4. Depois desta morte, Schlissel foi condenado a prisão perpétua. No tribunal bradou que “onde houver uma parada gay, deve ser impedida a blasfémia contra Deus, impedida a loucura, e todo o povo de Israel se deve arrepender”. E há indicações de que agora, mesmo preso, terá tentado preparar um ataque. Na véspera, a polícia prendeu o irmão dele, Michael, e outros familiares foram impedidos de estar em Jerusalém na quinta. Entretanto, rabis extremistas continuaram a incendiar os ânimos, e na semana passada a parada gay prevista para Beersheba, no sul de Israel, foi cancelada após ameaças. Tudo somado, a tensão na véspera da parada de Jerusalém era enorme. Dois mil polícias foram destacados para o percurso, que teria revistas à entrada, e seria delimitado por barreiras. Na quarta-feira, o presidente da câmara, Nir Barkat, coligado com ortodoxos, declarou que não estaria presente “para não ser parte de algo que ofende a comunidade ultra-ortodoxa e a comunidade religiosa sionista”. Lembrou a sua colaboração anterior com movimentos LGBT, e foi pôr flores no memorial a Shira. “A câmara de Jerusalém, a polícia e eu faremos todo o possível para permitir que eles [LGBT] exerçam o seu direito”, disse ainda. “Mas têm de saber que isso ofende outras pessoas”, ressalvou. “Uma larga parte da população de Jerusalém tem grande dificuldade com a parada.”

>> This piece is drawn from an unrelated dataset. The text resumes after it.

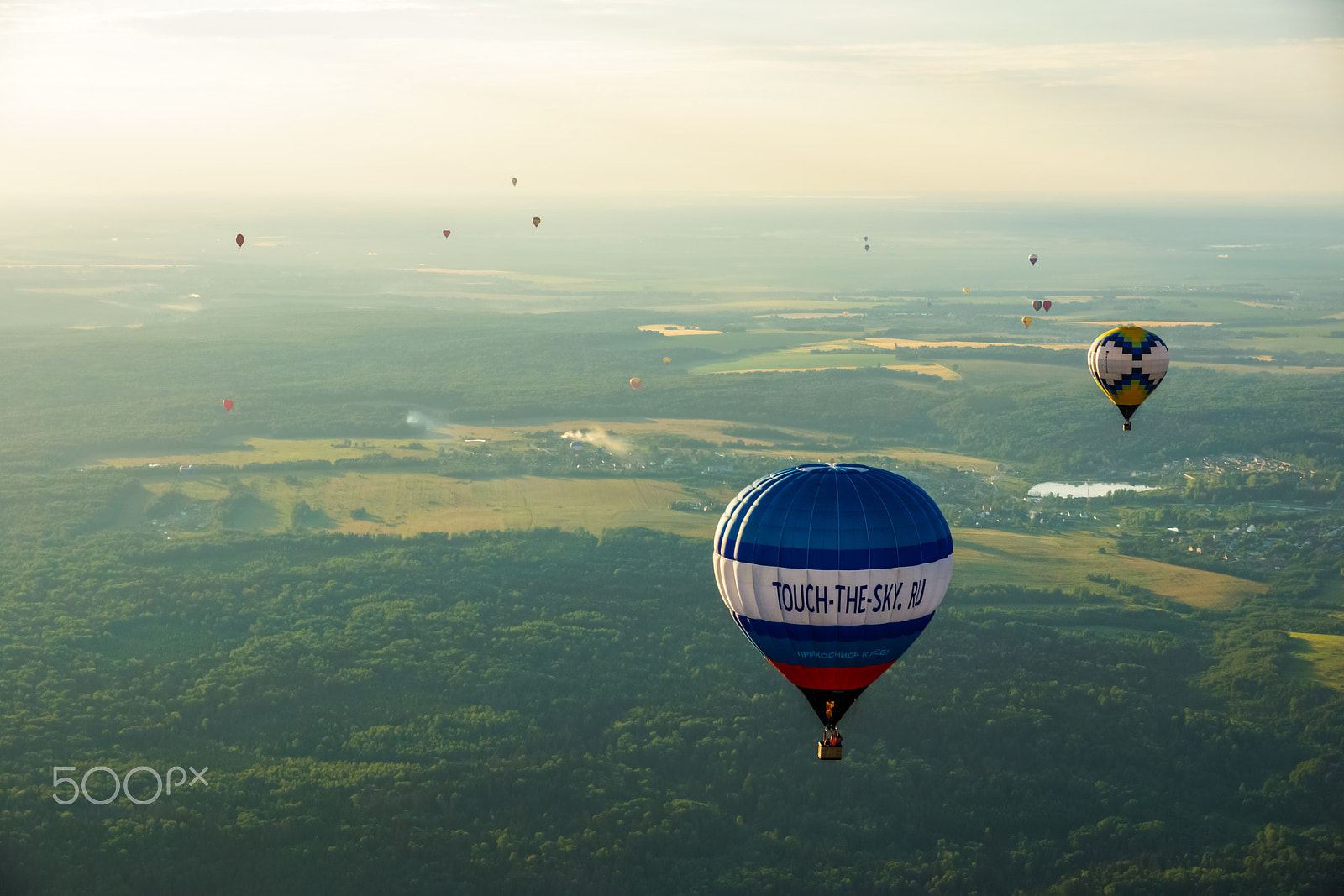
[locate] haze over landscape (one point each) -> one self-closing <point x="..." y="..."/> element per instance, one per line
<point x="385" y="515"/>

5. Muitos heterossexuais e religiosos quiseram dizer o contrário, e isso fez toda a diferença desta parada. Sendo Julho, pico do calor, o encontro estava marcada para um parque a partir das 17h, e pouco depois já havia milhares de pessoas. Vendedores de sumos e gelados, barracas de fotografias, bandeiras arco-íris misturadas com bandeiras de Israel, e bandeiras arco-íris com estrelas-de-David lá dentro. Fila para a primeira revista, fila para a segunda, onde recebíamos uma pulseira lilás. O romancista David Grossman estava atrás de mim. Havia carrinhos de bebé por toda parte. Várias kipas, sinal religioso em algum grau. Não fosse o arco-íris predominante, podia ser uma simpática manifestação familiar de outra coisa qualquer. Mas que outra coisa qualquer reuniria escritores de esquerda, comunistas (muitas bandeiras vermelhas), movimentos religiosos LGBT (como o Havrutra, cheio de homens de kipa abraçados), tantos pais com filhos, tantos adolescentes na versão hippie 2016, vários pares gays abraçados ou de mão dada ou (raramente) num beijo, e uma dúzia de travestis, drag queens ou vestimentas mais noite-louca (nada radical)? Uma banca de gente de meia-idade com cartazes: “A minha filha é lésbica, e daí?” Todos pais de LGBTs. Um rapaz de coroa de flores e mão dada à mãe. Um rapaz de barba com um autocolante a dizer “Procuro marido”, ao lado uma rapariga com autocolante igual. Pares hetero com carrinho duplo de gémeos, abraçando os amigos. E aquele par, claramente religioso, ela de saia comprida, mangas compridas, cabelo coberto, ele de kipa, com um bebé tão mínimo que não dava para acreditar. Eram a família Porat, o bebé tinha um mês e meio. Não achavam muito importante a classificação, disseram-me, mas consideravam-se judeu modernos-ortodoxos. Sorriam o tempo todo, rodeados de arco-íris. Uma parada humanista, de algum modo, o melhor possível de Israel.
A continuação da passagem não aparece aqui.